Notre objectif est d'éradiquer la famine en vingt ans. À chaque fois que je me suis rendue au Niger, j'ai manifesté aux autorités nigériennes mon soutien à leur initiative « 3N » – « les Nigériens nourrissent les Nigériens ». C'est exactement ce que nous devons faire : aider les pays du Sahel à garder leur population ; promouvoir une agriculture résiliente, en particulier résistante à la sécheresse et aux inondations ; créer des filets de sécurité pour les plus vulnérables. Nous devons faire en sorte que, lorsqu'une crise frappe, ces derniers – les enfants, les femmes, les personnes âgées, les handicapés – n'en paient pas le prix fort. Dans toutes les crises que j'ai connues, 80 % des victimes provenaient des 20 % de la population les plus vulnérables. Il convient de les identifier, de les localiser et de mieux les protéger.

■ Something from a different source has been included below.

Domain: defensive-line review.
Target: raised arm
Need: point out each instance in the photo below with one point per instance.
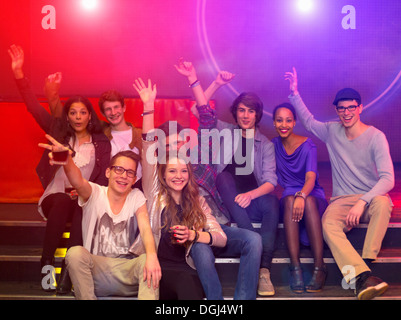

Nous sommes en train de recenser les actions qui sont déjà menées en matière de renforcement de la résilience – le concept n'est pas nouveau. En revanche, il y a urgence à agir. Nous sommes engagés aux côtés des gouvernements de la région et je suis convaincue que nous enregistrerons des progrès pour peu que nous les aidions pendant une période suffisamment longue.
Que pouvons-nous faire en matière de renforcement de la résilience ? Dans certaines régions du Burkina Faso, nous avons versé des subventions aux femmes enceintes et à celles qui élèvent des enfants de moins de cinq ans pour leur permettre de consulter gratuitement un médecin quand leur enfant montrait de premiers signes de malnutrition. Cela a fait baisser de 13 % la mortalité infantile.
Prenons, en outre, l'exemple des bracelets dits « MUAC » – mid-upper arm circumference – qui permettent de mesure la circonférence du bras des enfants âgés de 9 à 59 mois. Si la circonférence mesurée est supérieure à une certaine valeur, cela signifie que l'enfant est en bonne santé. À l'opposé, si elle est inférieure à une autre valeur donnée, il souffre de malnutrition sévère et risque de mourir. La « zone de résilience » est l'intervalle qui sépare ces deux valeurs. Si l'enfant se trouve dans cette zone, l'aide qu'il est nécessaire de lui apporter coûtera dix euros. S'il est en deçà, elle coûtera deux cents euros. La résilience revêt donc aussi une certaine importance du point de vue du contribuable européen.
L'initiative AGIR-Sahel doit devenir un outil de transformation de la région. Nous comptons sur la France pour qu'elle y prenne toute sa part.